Compared to Sony's NWD-B105 - one of the best sounding budget players I've heard - and Apple's nano, the 105 lacks smoothness. Even SanDisk's cheap-and-cheerful Sansa Express is a better listen. And the bundled earphones don't help either: they sound ok in the mid-range and top end, but lack any kind of bass or coherence when the music gets complicated.
Of course one thing the 105 boasts that not many other sub-£60 players can is a colour screen and video playback. But again performance lets it down. Apart from the low resolution and small 1.8in size it has a slightly flickery quality that gave me a headache after looking at it for a while. It's nowhere near as good as the iPod nano's screen, for example, which boasts both higher resolution and rock-solid picture quality.
Archos' 105 isn't a bad player for the money.
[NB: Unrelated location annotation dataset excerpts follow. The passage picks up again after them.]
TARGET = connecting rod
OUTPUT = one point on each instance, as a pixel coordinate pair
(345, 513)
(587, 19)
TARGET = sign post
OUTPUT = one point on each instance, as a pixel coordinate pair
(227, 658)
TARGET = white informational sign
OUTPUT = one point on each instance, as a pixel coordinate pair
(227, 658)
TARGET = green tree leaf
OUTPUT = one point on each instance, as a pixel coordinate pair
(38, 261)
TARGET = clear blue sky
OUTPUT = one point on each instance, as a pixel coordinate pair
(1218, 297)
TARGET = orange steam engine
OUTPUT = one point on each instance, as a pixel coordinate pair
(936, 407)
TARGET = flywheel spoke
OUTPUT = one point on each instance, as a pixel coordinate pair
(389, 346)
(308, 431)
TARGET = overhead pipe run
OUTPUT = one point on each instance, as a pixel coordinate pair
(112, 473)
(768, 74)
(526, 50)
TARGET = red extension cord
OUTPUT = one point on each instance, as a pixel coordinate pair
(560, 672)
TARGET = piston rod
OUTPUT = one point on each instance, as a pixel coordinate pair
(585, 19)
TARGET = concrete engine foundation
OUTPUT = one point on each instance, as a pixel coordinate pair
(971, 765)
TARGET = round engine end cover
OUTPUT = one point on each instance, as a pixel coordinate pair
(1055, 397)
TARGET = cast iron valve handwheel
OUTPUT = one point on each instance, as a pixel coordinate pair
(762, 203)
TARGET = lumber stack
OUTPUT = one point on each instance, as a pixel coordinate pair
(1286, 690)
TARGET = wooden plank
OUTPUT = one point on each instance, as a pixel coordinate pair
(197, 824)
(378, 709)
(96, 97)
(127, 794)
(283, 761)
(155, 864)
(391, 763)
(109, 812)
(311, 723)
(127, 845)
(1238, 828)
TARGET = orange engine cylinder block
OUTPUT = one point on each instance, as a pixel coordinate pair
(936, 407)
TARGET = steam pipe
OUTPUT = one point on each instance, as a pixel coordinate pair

Just under £60 gets you an attractive, well-designed piece of kit, a reasonably-sized colour LCD screen and decent usability as well, all of which are hard to come by at this end of the market.
But it's rather basic in terms of features and is a bit of a compromise too: it's neither a brilliant music player nor a particularly practical pocket video player. If it was my choice I'd spend a little less cash and buy a music-only Sony NWD-B105 or Sansa Express, or stump up a little more cash for a player with a better screen.